La terminaison fait partie intégrante du processus de soin dans la communauté, comme dans la psychothérapie classique. Il apparait cependant que cette issue – normale et souhaitée -- mobilise des peurs disproportionnées chez le patient psychotique et chez ses soignants. Une forme de chronicisation de la relation peut s’ensuivre, surajoutée au processus thérapeutique. Donner encore et encore du temps au temps, en réalité s’abstenir de contrarier le fonctionnement conservateur du patient psychotique, revient à éviter un affrontement utile et des conflits salutaires avec lui, noyer dans une pseudo-gratification temporelle tout ce qui pourrait fâcher à propos de la séparation.
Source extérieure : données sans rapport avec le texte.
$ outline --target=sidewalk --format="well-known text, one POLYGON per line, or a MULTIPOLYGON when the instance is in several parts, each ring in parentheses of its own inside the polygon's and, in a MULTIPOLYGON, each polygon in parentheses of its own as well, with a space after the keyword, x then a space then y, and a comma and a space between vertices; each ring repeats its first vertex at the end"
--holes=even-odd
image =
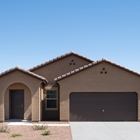
POLYGON ((20 120, 20 119, 6 120, 3 124, 7 124, 7 125, 18 125, 18 126, 33 126, 33 125, 70 126, 69 125, 69 122, 59 122, 59 121, 32 122, 30 120, 20 120))

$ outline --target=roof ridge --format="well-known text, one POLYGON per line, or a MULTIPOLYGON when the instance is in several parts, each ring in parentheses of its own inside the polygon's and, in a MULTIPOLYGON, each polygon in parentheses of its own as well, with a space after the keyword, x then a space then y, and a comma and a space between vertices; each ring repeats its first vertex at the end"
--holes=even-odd
POLYGON ((59 81, 59 80, 64 79, 64 78, 66 78, 66 77, 68 77, 68 76, 71 76, 71 75, 76 74, 76 73, 78 73, 78 72, 80 72, 80 71, 83 71, 83 70, 85 70, 85 69, 87 69, 87 68, 89 68, 89 67, 95 66, 95 65, 97 65, 97 64, 99 64, 99 63, 101 63, 101 62, 110 63, 110 64, 115 65, 115 66, 117 66, 117 67, 119 67, 119 68, 121 68, 121 69, 124 69, 124 70, 126 70, 126 71, 129 71, 129 72, 131 72, 131 73, 133 73, 133 74, 136 74, 136 75, 140 76, 140 73, 138 73, 138 72, 135 72, 135 71, 130 70, 130 69, 126 68, 126 67, 123 67, 123 66, 121 66, 121 65, 118 65, 118 64, 116 64, 116 63, 114 63, 114 62, 112 62, 112 61, 109 61, 109 60, 107 60, 107 59, 105 59, 105 58, 102 58, 102 59, 97 60, 97 61, 95 61, 95 62, 91 62, 91 63, 89 63, 89 64, 86 64, 86 65, 82 66, 82 67, 79 67, 79 68, 77 68, 77 69, 74 69, 74 70, 72 70, 72 71, 70 71, 70 72, 67 72, 67 73, 65 73, 65 74, 63 74, 63 75, 61 75, 61 76, 58 76, 58 77, 54 78, 54 80, 55 80, 55 81, 59 81))
POLYGON ((83 59, 86 59, 86 60, 88 60, 88 61, 90 61, 90 62, 93 62, 93 60, 91 60, 91 59, 89 59, 89 58, 87 58, 87 57, 84 57, 84 56, 82 56, 82 55, 80 55, 80 54, 78 54, 78 53, 75 53, 74 51, 71 51, 71 52, 69 52, 69 53, 60 55, 60 56, 58 56, 58 57, 56 57, 56 58, 53 58, 53 59, 51 59, 51 60, 49 60, 49 61, 46 61, 46 62, 44 62, 44 63, 41 63, 41 64, 39 64, 39 65, 37 65, 37 66, 34 66, 33 68, 30 68, 29 71, 33 71, 33 70, 35 70, 35 69, 38 69, 38 68, 40 68, 40 67, 43 67, 43 66, 45 66, 45 65, 48 65, 48 64, 50 64, 50 63, 53 63, 53 62, 55 62, 55 61, 57 61, 57 60, 59 60, 59 59, 62 59, 62 58, 64 58, 64 57, 67 57, 67 56, 69 56, 69 55, 71 55, 71 54, 75 54, 75 55, 77 55, 77 56, 79 56, 79 57, 81 57, 81 58, 83 58, 83 59))
POLYGON ((29 75, 32 75, 32 76, 34 76, 34 77, 36 77, 36 78, 38 78, 38 79, 41 79, 41 80, 45 81, 46 83, 48 82, 48 81, 46 80, 46 78, 44 78, 43 76, 40 76, 40 75, 38 75, 38 74, 36 74, 36 73, 33 73, 33 72, 31 72, 31 71, 22 69, 22 68, 20 68, 19 66, 16 66, 16 67, 14 67, 14 68, 8 69, 8 70, 6 70, 6 71, 0 73, 0 77, 4 76, 4 75, 6 75, 6 74, 8 74, 8 73, 10 73, 10 72, 12 72, 12 71, 15 71, 15 70, 19 70, 19 71, 22 71, 22 72, 27 73, 27 74, 29 74, 29 75))

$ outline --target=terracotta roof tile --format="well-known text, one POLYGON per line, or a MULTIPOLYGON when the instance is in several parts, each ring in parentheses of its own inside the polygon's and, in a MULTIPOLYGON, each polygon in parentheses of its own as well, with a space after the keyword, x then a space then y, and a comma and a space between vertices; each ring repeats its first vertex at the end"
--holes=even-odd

Le temps indéfini à disposition n’est plus un allié dès lors qu’il est utilisé défensivement contre la perspective d’un deuil de la relation de soin ; deuil à risque, forcément ardu à vivre par le patient, mais profitable à son narcissisme et moteur pour sa créativité. Un patient très-longue-durée me disait plus tard sa fierté d’avoir enfin achevéson passage en psychiatrie.

 


 

 

 

  • Cadre et temps indéterminé.

 


 

L’absence de butée temporelle dans une CT repose aussi la question du cadre qui participe en tiers à la régulation des échanges entre résidents et soignants, et suppose un dehors au dedans, un ailleurs à l’ici, un après au maintenant. La durée indéterminée comporte le risque de jouer en faveur d’un fantasme d’infini de la relation thérapeutique, dans lequel peut se dissoudre la distinction entre hébergement thérapeutique et vraie vie (voir les patients qui vivent à demeure dans l’hôpital). L’ambigüité caractérisant la texture de la CT, lieu de vie temporaire de substitution qui est aussi lieu d’un soin institutionnel, pourrait y perdre en valeur transitionnelle au profit d’une confusion pure et simple entre but et moyen de la prise en charge.

 


 

  • Rose et le sablier.

 

Certains patients trouvent des solutions originales à la question du temps de leur prise en charge. C’est le cas de Rose. Après s’être enquise du temps maximum réalisé par un résident de la communauté, 7 ans à son époque, elle décide deux choses simultanément. D’abord d’égaler ou battre légèrement cette distance ; ensuite de s’aider dans son challenge en lisant, ou plus exactement en consommant continuo un stock de plus de 200 livres. Elle va se servir de sa bibliothèque comme d’un sablier, décrétant son départ du lieu à l’épuisement de sa réserve de lecture. Elle tient parole et intègre un appartement collectif « non psychiatrique » au top final de son compte à rebours.

 

Raisonnement paradoxal, paralogisme, solution … psychotique mais ingénieuse. Le sablier de Rose concrétise en quelque sorte l’impalpable, elle sculpte l’immatériel en calendrier réel, soumet à sa maîtrise ce qui échappe le plus : le temps. Elle s’appuie sur un modèle arbitraire pour recréer sa propre horloge et la faire battre à sa cadence.

 

Repenser à cet exemple m’a laissé songeur sur l’option du temps indéterminé choisie dans nos communautés. Rose s’est saisie d’une durée fixée par un précédent qui a fait pour elle jurisprudence, affirmant un double besoin : celui d’un temps thérapeutique suffisamment long et celui qu’il soit bordé par une frontière à respecter, dans le cadre d’une loi, d’un contrat ; en somme le besoin d’un temps compté.

 

 

 

  • Le réseau, antidote à l’atemporel.

 

Si la question du temps en soi est indécidable, celle du passage d’un temps à un autre est facilitée par le travail en partenariat qui introduit de facto des tiers possibles dans une relation thérapeutique guettée par l’enlisement narcissique. Encore faut-il consacrer une part substantielle de notre activité à tisser et maintenir des liens avec des équipes du champ social ou médico-social qui prendront le relais du soin institutionnel.